On September 25, Dubai Financial Services Authority (DFSA) issued an order restraining HDFC Bank’s DIFC branch from onboarding new clients or promoting financial services. The DFSA cited lapses in the bank’s onboarding and advisory processes, though it stopped short of directly linking the action to the AT1 bond controversy. Sources within HDFC Bank acknowledge that the regulatory clampdown is a direct consequence of the Credit Suisse bond fallout. They stated that the bank is fully cooperating with the DFSA and has halted all new client acquisition, while continuing to service existing customers. “No one goes against the regulators, the bank remains committed to regulatory compliance, even as it navigates the reputational risks of being caught in the crossfire of a global financial fiasco,” said source close to the issue.
Senior manager resigns ahead of action
According to the DFSA website, a senior manager, money laundering reporting officer resigned few days before the regulatory order. The person was close to two years with the bank. Currently there are three authorised individuals –finance officer, compliance officer and a senior executive of the bank registered with authority.

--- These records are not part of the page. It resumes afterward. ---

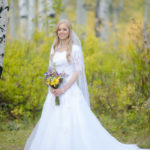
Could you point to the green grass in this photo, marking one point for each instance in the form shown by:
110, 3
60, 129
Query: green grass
13, 135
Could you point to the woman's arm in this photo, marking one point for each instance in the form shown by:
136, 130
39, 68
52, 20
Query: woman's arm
76, 60
60, 91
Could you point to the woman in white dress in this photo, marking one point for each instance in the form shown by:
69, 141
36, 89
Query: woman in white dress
71, 125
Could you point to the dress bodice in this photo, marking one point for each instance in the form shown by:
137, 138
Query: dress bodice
62, 64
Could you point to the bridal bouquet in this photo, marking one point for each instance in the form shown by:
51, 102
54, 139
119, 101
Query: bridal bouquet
53, 79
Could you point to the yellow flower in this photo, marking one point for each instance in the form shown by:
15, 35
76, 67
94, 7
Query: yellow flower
55, 81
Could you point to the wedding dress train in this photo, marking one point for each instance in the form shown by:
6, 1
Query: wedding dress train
71, 125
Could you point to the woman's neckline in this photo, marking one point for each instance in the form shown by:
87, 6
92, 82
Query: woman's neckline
61, 51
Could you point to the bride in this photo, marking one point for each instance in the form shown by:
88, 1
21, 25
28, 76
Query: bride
71, 125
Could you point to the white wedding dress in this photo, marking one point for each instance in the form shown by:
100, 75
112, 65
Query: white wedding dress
71, 125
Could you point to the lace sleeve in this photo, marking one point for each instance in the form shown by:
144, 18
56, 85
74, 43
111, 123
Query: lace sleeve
77, 60
50, 62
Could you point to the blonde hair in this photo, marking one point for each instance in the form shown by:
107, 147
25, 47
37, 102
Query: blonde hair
69, 40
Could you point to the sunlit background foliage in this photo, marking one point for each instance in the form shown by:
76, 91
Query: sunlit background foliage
117, 70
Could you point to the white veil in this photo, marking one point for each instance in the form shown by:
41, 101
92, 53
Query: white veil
82, 82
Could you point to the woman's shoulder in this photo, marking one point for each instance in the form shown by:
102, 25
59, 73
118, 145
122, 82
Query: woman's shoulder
75, 48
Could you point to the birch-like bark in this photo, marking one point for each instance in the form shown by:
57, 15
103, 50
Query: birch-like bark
31, 17
23, 16
104, 17
41, 12
81, 12
146, 15
3, 29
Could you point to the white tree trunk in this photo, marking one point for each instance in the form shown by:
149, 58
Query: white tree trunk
41, 10
3, 28
145, 33
103, 15
65, 4
81, 12
51, 13
31, 17
12, 19
23, 16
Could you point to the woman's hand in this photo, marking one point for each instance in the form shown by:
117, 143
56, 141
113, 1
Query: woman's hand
52, 90
59, 91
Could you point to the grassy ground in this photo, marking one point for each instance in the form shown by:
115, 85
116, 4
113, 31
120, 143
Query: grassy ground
14, 135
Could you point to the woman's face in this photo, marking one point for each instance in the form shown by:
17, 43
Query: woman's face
63, 31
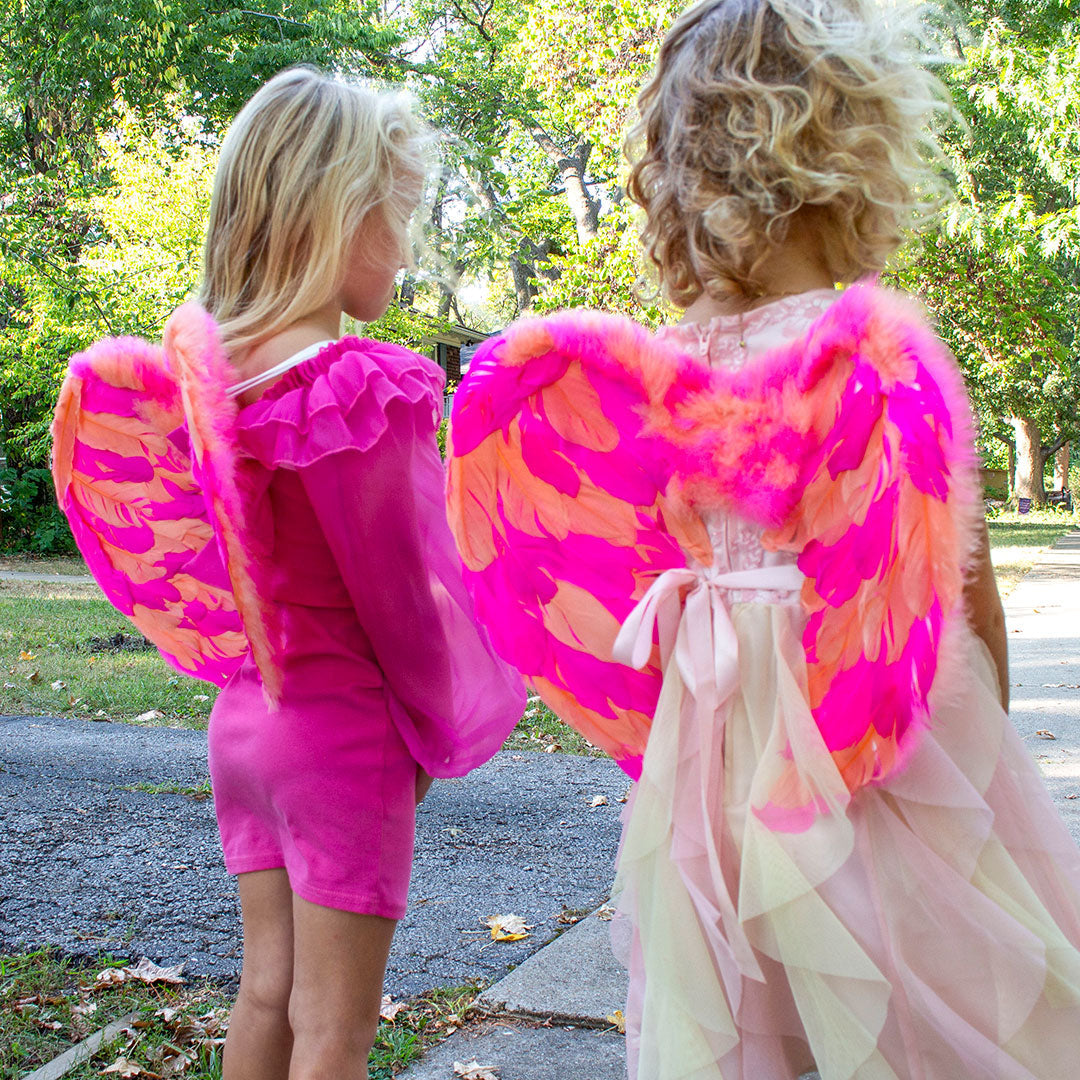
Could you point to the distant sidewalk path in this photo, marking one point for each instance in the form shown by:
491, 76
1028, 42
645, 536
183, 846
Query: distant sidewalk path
1042, 615
103, 852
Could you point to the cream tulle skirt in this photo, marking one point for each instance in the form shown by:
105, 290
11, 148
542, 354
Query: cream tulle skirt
928, 930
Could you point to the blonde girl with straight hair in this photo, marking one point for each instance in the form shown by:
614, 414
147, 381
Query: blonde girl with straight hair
315, 793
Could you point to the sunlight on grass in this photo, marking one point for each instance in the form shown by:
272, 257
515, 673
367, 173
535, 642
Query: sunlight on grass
1016, 539
49, 1002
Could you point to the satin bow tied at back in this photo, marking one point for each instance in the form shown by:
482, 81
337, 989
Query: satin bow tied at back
698, 629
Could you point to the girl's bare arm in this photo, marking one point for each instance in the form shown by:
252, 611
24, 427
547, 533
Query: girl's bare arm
985, 613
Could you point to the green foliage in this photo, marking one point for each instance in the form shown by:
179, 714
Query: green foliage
29, 517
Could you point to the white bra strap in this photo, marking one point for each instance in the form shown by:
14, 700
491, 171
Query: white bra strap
271, 373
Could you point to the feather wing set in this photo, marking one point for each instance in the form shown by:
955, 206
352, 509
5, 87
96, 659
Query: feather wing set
143, 456
583, 451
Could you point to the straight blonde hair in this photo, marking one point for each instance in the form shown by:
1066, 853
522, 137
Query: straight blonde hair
302, 165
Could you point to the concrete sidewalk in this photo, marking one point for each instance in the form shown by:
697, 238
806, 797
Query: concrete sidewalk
550, 1017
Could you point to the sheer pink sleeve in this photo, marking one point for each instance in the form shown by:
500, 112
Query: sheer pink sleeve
382, 512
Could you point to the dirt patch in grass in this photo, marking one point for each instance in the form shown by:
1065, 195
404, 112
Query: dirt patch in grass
56, 564
50, 1002
64, 650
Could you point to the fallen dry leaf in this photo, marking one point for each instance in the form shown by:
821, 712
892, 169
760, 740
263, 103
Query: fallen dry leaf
125, 1067
145, 971
473, 1070
390, 1009
507, 928
617, 1020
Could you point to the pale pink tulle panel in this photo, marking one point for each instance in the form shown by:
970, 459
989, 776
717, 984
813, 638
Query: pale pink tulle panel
927, 932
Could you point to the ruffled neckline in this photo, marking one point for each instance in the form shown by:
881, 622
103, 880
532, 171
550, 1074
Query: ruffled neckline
338, 400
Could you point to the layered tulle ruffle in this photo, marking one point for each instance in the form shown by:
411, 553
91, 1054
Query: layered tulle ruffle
340, 397
928, 930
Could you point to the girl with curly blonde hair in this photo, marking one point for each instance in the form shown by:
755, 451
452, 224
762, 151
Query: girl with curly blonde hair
746, 555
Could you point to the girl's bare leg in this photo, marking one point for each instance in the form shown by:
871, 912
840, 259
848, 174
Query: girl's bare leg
259, 1043
339, 961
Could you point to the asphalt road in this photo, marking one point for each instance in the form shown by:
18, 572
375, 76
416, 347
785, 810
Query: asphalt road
94, 867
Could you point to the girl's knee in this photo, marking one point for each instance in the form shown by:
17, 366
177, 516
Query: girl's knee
268, 989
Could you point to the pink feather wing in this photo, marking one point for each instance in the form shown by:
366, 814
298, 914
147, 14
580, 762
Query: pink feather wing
581, 449
122, 468
556, 499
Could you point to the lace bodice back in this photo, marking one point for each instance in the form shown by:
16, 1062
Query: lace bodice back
734, 341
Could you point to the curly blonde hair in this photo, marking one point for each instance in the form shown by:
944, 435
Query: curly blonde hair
760, 108
302, 165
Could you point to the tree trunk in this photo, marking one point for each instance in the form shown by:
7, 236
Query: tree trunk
571, 172
1062, 468
1029, 461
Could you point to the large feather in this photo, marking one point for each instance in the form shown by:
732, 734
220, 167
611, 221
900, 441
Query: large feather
122, 467
582, 450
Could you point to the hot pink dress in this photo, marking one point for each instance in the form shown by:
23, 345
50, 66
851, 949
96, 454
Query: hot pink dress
381, 663
297, 553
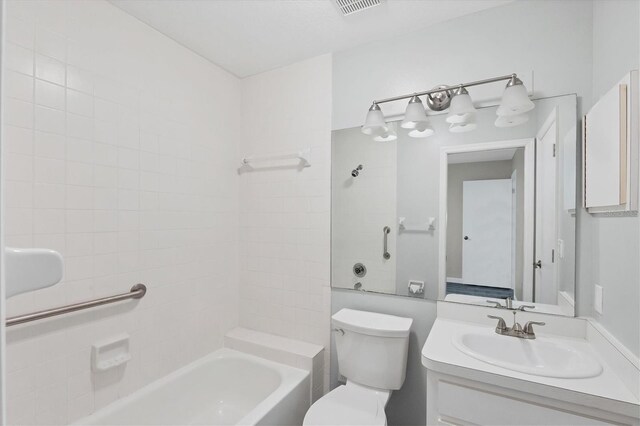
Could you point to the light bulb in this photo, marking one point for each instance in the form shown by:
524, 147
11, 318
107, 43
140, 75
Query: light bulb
512, 120
422, 130
515, 99
461, 109
374, 123
414, 114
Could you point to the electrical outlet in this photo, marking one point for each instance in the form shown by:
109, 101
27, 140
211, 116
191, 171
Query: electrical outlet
597, 299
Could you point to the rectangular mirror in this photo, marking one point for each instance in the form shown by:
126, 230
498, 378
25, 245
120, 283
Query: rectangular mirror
472, 217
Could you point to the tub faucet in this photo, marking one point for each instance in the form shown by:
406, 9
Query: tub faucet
516, 330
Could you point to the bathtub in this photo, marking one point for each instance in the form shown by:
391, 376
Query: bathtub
226, 387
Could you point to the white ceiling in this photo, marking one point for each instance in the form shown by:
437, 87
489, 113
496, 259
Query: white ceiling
247, 37
482, 156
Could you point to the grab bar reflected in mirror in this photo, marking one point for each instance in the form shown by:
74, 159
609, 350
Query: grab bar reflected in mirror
385, 252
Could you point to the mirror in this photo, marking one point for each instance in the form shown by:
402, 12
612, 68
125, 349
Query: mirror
471, 217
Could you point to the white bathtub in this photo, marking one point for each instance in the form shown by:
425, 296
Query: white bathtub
226, 387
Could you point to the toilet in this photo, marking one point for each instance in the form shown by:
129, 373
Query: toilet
372, 354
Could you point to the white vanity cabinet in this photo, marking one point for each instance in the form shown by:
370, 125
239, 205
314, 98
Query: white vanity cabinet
543, 381
453, 400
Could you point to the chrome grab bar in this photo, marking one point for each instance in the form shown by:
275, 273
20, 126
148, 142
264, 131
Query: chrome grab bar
385, 252
137, 292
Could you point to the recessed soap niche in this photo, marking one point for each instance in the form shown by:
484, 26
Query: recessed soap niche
110, 353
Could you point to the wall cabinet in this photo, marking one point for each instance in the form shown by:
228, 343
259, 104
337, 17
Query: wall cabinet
611, 150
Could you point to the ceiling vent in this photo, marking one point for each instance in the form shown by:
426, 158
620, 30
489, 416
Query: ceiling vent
348, 7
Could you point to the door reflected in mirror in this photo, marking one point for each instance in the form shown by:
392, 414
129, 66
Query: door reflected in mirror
485, 223
465, 217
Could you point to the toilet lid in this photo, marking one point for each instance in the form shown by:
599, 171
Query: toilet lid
346, 406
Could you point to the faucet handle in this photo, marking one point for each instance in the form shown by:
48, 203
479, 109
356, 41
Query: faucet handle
528, 327
502, 326
523, 307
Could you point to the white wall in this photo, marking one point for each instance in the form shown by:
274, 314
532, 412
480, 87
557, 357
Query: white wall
550, 38
612, 258
284, 211
120, 152
360, 208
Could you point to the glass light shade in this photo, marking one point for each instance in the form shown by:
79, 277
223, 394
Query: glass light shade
515, 100
374, 124
463, 127
512, 120
387, 136
414, 114
422, 130
461, 109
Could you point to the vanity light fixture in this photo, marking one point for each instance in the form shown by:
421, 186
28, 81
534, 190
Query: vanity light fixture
388, 136
463, 127
374, 124
462, 113
414, 114
511, 120
515, 99
461, 109
422, 130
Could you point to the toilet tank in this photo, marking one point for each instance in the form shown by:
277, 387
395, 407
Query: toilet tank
372, 348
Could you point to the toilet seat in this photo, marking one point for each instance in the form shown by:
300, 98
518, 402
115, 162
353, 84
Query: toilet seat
346, 405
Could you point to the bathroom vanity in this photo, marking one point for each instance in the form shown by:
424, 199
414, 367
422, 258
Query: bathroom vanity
572, 373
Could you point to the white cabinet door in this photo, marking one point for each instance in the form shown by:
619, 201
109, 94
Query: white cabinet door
611, 149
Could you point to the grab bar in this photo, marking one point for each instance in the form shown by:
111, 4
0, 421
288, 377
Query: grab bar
385, 252
137, 292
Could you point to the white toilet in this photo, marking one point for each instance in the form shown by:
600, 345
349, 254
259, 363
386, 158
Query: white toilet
372, 354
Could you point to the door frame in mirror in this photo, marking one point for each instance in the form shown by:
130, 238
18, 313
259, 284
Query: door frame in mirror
529, 193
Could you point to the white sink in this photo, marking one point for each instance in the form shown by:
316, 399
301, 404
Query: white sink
542, 356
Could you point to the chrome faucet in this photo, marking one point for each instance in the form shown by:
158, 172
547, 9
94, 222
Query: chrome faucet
516, 330
508, 304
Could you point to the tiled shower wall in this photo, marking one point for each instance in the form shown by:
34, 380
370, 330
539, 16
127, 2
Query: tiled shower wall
121, 152
285, 210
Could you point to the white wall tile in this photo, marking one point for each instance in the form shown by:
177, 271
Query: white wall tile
74, 168
284, 254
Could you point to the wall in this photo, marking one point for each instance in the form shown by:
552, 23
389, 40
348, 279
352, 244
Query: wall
520, 36
360, 208
120, 152
518, 167
285, 210
458, 173
612, 260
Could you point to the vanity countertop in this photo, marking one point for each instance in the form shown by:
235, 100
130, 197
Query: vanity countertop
606, 390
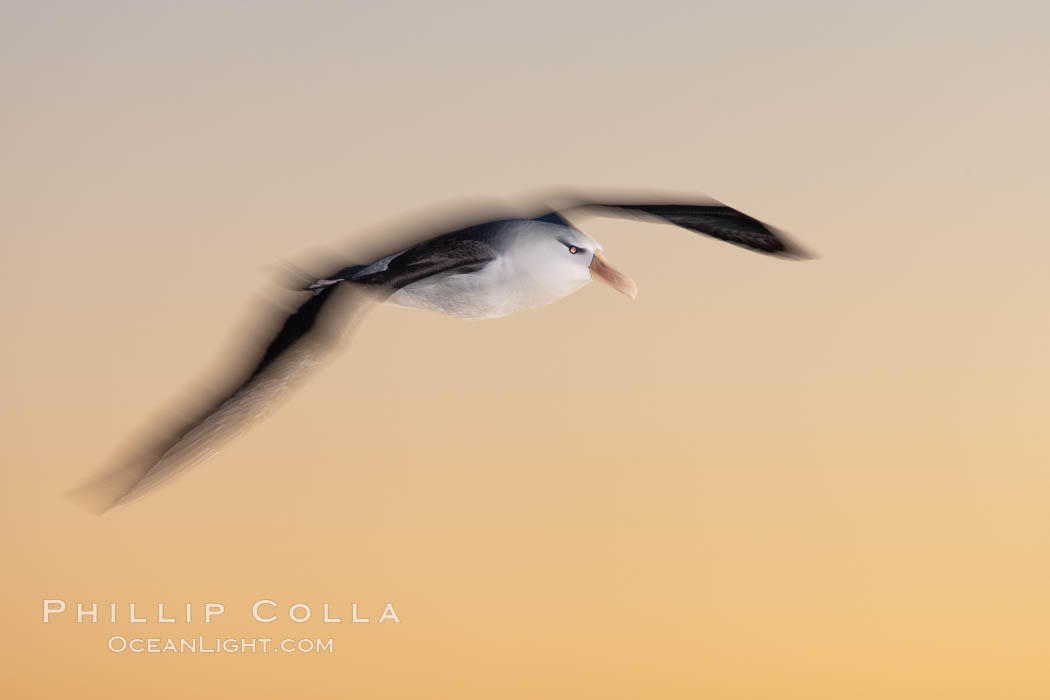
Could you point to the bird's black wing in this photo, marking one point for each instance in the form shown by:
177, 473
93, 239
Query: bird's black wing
455, 253
711, 218
290, 348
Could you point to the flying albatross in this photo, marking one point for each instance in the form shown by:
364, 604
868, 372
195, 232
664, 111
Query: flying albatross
486, 270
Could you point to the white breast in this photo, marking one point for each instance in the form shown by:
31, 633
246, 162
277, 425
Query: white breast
499, 289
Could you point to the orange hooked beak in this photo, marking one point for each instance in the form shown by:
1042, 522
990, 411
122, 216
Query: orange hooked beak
612, 277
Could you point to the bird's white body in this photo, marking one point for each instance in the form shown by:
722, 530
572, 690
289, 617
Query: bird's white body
532, 270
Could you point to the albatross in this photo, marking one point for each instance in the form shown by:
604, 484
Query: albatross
486, 270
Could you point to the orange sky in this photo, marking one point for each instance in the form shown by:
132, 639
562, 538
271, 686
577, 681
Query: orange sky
762, 479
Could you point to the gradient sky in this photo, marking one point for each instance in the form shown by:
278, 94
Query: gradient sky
762, 479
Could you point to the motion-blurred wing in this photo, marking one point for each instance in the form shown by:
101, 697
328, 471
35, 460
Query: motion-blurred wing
298, 343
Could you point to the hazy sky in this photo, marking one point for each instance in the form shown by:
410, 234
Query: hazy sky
762, 479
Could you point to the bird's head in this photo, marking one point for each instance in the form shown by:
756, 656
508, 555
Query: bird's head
570, 258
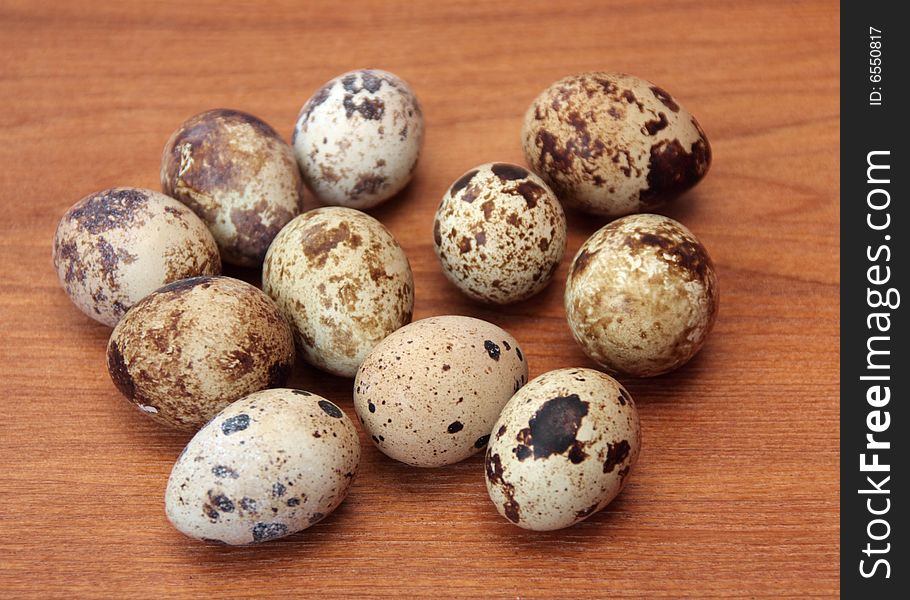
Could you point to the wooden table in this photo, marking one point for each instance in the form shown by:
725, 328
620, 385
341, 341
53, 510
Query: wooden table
736, 490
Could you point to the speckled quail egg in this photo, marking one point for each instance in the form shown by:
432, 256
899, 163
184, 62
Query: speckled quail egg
358, 138
499, 233
562, 449
194, 346
268, 465
613, 144
429, 394
642, 295
238, 175
343, 283
114, 247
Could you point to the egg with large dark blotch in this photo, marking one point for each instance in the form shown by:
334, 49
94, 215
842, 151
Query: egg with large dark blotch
267, 466
613, 144
562, 449
194, 346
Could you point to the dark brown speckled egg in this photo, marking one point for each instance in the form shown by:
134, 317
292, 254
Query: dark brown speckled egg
499, 233
194, 346
613, 144
238, 175
562, 449
114, 247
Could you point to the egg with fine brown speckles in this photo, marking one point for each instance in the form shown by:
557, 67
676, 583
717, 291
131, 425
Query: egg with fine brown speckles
499, 233
343, 282
194, 346
562, 449
642, 295
268, 465
238, 175
358, 138
429, 394
613, 144
114, 247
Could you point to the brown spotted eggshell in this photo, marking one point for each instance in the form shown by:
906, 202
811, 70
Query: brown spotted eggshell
268, 465
238, 175
343, 283
429, 394
562, 449
194, 346
499, 233
613, 144
642, 295
358, 139
114, 247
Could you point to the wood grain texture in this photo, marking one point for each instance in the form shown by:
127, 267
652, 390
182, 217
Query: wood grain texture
736, 490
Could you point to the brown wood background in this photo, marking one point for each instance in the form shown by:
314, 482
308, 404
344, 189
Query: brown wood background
736, 490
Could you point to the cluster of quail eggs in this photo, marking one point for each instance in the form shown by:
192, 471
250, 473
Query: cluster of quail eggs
210, 354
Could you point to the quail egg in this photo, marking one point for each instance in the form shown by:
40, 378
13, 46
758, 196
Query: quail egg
613, 144
499, 233
238, 175
358, 138
194, 346
562, 449
115, 247
642, 295
268, 465
429, 394
343, 282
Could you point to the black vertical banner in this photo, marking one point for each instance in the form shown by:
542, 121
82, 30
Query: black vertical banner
875, 263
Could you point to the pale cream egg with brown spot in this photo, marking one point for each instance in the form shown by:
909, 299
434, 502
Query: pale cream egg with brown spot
116, 246
562, 449
235, 172
267, 466
613, 144
499, 233
194, 346
343, 282
358, 139
642, 295
429, 394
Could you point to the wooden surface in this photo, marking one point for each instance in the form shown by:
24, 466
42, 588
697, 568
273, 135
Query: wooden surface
736, 490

Back in India, the issue has sparked a wave of complaints from high-net worth individuals who claim they were misled into investing in Credit Suisse’s AT1 bonds through HDFC Bank. Reports suggest that four investors including one from Coca-Cola has filed complaints with Economic Offences Wing (EoW), alleging that the bank has misused their deposits worth Rs 25-30 crore to invest in Credit Suisse AT1 bonds.
AT1 bonds, introduced globally after the 2008 financial crisis, are hybrid instruments designed to absorb losses and bolster a bank’s capital base. They offer attractive yields but rank lowest in the repayment hierarchy. Until recently, these bonds were considered relatively safe by many investors, especially those planning for retirement. The perception changed dramatically in 2023 when Swiss regulator FINMA wrote off Credit Suisse’s AT1 bonds worth over $20 billion as part of the bank’s emergency merger with UBS. The move stunned global markets and left many of investors empty-handed, triggering lawsuits and appeals across jurisdictions. Recently this month a Swiss court has since ruled that the write-off lacked legal basis, offering hope to aggrieved bondholders.
High returns keep investors hooked
In India, the AT1 bond saga is not unprecedented. The collapse of YES Bank in 2020 saw its AT1 bonds written down, leading to similar investor outrage and legal battles. Despite regulatory warnings, many investors continue to view AT1 bonds as a viable retirement instrument, drawn by their high returns and perceived stability. Financial advisors often market these bonds to investors with over Rs one crore in investable assets, effectively bars most retail investors.
Sources in HDFC Bank, for its part, insists that it has not mis-sold the Credit Suisse bonds. “We don’t advertise these products, but investors have been actively demandning them” said one source. The source explained that the bank simply facilitate access for those who qualify. The bank has also stated that it has not received any formal summons related to the complaints and continues to monitor the situation closely.